Louis Mandrin (1725-1755) est le plus célèbre contrebandier de France ! Sa légende a dépassé les frontières et les siècles, grâce à une chanson anonyme, La complainte de Mandrin, chantée sur un air d’opéra à la mode. Wikipedia cite une autre complainte, plus ancienne, qui aurait pu aider à la création de cette chanson. Voir texte plus bas. La Complainte se permet quelques fantaisies par rapport à Mandrin. Ainsi, celui-ci et ses amis n’étaient pas habillés de blanc, ils ont très peu volé, et Mandrin lui-même n’a pas été pendu à Grenoble, mais roué à Valence… Pour autant, nous n’allons pas faire la fine bouche et retenons que notre classe sociale, notre humanité, aime se souvenir de ses héros sociaux, qui prennent aux riches pour soutenir les pauvres. Juste retour des choses ! Car l’activité principale de Mandrin a été d’acheter à l’étranger, Suisse, Savoie, et dans la région, des tissus et du tabac qu’il revendait quasi à prix coûtant à la population, sans payer de taxe, ce que le capitalisme ne supporte pas. Il rentre très consciemment en guerre contre la Compagnie des Fermiers généraux, ces collecteurs de taxes et d’impôts, au service du roi… qu’ils volent autant qu’ils volent le petit peuple et sont donc haïs au-delà de tout.
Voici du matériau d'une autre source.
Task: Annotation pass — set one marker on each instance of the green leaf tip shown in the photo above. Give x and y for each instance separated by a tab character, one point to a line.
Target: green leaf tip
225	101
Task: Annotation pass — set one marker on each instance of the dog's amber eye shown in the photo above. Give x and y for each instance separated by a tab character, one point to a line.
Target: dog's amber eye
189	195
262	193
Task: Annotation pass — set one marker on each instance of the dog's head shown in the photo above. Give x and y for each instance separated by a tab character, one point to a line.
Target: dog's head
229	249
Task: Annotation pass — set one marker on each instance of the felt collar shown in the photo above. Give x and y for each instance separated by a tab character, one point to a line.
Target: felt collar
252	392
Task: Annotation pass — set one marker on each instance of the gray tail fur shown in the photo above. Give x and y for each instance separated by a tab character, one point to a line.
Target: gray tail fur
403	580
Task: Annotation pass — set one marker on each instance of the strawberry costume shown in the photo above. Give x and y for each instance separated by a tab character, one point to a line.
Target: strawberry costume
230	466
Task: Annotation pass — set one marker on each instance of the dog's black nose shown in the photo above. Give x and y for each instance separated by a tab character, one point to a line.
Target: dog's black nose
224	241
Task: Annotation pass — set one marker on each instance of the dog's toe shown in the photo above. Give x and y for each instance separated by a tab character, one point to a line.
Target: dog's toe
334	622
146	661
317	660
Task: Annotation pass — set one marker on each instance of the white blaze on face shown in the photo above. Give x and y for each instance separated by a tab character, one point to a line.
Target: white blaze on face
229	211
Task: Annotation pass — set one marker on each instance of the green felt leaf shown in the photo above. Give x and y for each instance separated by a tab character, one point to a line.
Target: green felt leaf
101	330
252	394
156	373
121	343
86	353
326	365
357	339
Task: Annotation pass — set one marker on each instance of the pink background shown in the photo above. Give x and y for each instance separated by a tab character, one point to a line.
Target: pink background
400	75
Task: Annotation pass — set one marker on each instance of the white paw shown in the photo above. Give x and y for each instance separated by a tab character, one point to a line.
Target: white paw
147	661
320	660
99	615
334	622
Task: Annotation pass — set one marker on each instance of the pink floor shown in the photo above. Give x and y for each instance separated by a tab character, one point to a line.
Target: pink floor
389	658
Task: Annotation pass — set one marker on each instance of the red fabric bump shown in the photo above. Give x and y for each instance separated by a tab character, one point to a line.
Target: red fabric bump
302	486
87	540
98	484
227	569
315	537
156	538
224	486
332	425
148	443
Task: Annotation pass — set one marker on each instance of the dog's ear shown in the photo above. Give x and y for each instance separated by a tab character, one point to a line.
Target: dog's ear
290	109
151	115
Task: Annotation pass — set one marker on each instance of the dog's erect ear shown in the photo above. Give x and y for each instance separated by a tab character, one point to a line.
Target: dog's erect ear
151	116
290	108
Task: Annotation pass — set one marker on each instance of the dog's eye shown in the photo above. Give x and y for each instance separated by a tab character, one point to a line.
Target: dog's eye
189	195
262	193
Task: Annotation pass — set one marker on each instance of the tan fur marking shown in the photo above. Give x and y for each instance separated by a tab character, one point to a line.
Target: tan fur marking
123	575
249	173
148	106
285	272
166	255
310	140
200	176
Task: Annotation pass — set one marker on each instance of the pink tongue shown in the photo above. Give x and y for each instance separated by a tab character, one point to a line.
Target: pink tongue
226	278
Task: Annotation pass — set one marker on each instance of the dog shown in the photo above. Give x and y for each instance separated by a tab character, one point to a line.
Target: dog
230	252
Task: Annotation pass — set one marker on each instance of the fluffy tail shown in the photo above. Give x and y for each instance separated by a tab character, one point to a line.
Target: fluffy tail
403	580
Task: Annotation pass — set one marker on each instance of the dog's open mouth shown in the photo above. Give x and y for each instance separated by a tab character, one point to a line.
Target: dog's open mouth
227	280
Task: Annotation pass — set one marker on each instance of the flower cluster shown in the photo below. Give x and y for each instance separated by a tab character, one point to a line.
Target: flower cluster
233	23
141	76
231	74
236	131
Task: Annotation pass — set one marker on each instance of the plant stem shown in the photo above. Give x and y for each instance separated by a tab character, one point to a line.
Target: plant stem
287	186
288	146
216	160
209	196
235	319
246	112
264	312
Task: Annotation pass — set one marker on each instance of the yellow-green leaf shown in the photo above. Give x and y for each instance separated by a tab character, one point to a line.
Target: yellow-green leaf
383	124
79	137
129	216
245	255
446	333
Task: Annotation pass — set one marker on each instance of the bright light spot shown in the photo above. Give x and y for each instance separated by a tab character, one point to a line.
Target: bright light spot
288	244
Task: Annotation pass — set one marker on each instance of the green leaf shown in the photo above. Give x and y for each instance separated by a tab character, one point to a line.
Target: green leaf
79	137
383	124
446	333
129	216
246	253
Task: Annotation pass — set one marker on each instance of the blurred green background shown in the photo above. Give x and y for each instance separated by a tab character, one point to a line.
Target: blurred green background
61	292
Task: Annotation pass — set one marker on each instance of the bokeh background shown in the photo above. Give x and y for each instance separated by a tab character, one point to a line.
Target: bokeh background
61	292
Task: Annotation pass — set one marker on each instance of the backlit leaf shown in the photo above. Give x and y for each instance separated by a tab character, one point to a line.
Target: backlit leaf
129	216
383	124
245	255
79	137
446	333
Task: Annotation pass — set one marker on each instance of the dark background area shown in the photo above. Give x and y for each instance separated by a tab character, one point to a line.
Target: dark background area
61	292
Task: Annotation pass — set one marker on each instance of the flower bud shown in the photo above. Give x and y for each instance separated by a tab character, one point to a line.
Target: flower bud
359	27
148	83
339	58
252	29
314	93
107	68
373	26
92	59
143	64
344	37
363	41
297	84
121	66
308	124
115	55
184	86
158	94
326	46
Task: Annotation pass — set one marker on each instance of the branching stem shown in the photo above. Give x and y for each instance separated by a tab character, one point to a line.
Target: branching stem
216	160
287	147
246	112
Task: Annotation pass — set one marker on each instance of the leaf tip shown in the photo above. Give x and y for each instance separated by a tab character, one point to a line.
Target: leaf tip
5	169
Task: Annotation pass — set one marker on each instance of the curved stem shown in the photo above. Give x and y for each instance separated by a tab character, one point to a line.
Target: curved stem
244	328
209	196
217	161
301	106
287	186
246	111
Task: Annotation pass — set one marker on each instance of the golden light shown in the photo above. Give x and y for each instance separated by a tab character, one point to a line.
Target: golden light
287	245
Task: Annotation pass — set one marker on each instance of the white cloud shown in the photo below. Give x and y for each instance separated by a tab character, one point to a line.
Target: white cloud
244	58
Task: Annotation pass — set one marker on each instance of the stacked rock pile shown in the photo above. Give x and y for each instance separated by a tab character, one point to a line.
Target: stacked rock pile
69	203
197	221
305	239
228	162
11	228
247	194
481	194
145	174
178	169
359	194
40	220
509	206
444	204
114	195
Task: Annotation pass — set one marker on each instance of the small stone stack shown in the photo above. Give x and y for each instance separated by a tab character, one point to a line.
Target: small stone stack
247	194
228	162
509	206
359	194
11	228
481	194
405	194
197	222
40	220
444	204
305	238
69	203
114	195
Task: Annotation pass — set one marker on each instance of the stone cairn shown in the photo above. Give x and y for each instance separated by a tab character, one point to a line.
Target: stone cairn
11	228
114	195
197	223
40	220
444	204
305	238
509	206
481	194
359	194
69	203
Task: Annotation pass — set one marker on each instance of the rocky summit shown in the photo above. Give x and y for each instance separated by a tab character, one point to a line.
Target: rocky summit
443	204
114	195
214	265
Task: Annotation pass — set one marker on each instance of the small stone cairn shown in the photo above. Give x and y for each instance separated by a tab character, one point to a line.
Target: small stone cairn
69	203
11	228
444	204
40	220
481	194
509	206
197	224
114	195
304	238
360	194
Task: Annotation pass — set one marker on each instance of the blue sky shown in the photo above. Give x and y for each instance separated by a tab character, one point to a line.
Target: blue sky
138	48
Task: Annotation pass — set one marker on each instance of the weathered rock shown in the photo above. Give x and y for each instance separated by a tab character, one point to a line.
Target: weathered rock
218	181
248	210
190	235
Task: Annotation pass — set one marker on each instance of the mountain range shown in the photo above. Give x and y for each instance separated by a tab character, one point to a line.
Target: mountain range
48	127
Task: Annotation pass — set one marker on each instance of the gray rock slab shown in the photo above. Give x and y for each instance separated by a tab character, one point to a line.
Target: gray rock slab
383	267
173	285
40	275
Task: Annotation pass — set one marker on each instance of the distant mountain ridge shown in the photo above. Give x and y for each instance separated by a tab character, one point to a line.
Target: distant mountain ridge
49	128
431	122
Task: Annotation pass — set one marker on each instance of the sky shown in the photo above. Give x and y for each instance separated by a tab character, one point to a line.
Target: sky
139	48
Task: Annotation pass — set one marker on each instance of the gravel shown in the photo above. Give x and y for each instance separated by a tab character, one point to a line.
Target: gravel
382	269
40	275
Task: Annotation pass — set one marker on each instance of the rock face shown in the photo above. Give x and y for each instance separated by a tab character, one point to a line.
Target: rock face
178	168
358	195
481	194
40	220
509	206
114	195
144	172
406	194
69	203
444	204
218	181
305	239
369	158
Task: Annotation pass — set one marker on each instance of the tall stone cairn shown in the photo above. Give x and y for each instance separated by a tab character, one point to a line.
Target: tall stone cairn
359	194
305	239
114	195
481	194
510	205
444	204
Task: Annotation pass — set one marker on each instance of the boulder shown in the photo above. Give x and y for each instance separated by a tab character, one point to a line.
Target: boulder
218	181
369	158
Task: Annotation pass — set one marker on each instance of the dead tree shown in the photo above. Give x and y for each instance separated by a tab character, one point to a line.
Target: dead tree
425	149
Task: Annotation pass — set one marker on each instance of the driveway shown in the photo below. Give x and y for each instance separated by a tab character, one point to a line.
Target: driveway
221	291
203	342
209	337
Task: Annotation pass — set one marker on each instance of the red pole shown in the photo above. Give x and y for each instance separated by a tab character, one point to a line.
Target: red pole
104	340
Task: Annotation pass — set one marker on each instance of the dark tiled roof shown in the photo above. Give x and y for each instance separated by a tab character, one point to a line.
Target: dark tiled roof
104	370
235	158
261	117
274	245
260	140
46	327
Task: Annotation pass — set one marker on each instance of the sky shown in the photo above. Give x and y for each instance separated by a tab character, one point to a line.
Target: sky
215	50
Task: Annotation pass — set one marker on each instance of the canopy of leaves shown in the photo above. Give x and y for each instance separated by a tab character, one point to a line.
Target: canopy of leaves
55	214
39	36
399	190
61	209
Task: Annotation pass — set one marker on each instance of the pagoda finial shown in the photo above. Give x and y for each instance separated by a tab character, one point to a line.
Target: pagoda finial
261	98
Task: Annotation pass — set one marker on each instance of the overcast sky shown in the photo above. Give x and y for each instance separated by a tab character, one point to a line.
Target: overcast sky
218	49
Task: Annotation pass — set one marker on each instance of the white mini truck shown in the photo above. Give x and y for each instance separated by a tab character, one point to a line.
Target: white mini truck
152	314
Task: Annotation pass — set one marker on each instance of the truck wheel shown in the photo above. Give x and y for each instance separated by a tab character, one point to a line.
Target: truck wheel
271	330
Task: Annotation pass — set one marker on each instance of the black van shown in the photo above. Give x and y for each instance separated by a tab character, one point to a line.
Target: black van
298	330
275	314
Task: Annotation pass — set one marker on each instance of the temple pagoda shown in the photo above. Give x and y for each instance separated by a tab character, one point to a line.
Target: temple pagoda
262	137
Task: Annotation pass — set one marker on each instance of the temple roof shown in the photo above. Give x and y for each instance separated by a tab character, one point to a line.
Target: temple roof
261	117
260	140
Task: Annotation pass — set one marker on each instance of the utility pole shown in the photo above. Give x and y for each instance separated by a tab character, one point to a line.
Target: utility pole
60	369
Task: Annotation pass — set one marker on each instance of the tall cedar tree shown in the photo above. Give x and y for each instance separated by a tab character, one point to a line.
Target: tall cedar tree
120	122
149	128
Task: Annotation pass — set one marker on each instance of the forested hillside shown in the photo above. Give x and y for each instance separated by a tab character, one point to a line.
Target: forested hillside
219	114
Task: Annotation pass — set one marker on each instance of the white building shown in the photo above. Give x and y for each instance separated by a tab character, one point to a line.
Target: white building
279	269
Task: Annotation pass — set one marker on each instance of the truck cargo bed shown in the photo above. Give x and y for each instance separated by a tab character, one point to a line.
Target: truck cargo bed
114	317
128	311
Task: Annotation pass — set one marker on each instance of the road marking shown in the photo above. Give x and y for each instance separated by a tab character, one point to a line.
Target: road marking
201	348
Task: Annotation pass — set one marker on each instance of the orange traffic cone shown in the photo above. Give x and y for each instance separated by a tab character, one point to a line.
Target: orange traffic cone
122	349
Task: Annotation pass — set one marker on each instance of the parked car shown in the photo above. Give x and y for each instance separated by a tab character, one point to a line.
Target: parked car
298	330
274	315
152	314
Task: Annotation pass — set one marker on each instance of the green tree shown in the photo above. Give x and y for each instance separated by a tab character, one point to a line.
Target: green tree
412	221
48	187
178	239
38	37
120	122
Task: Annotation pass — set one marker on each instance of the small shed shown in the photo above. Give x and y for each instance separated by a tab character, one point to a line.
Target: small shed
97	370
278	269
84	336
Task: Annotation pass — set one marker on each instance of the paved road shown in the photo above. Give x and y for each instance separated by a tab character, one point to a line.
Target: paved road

La population va soutenir Mandrin et ses hommes.
L’historiographie bourgeoise va gommer de nos mémoires notre passé riche de luttes, de résistances, de combats, de rejets des lois, des taxes et autres injustices, et il est vital pour l’Etat, le plus grand voleur, que l’on oublie ces errements, ces erreurs, ces déviances.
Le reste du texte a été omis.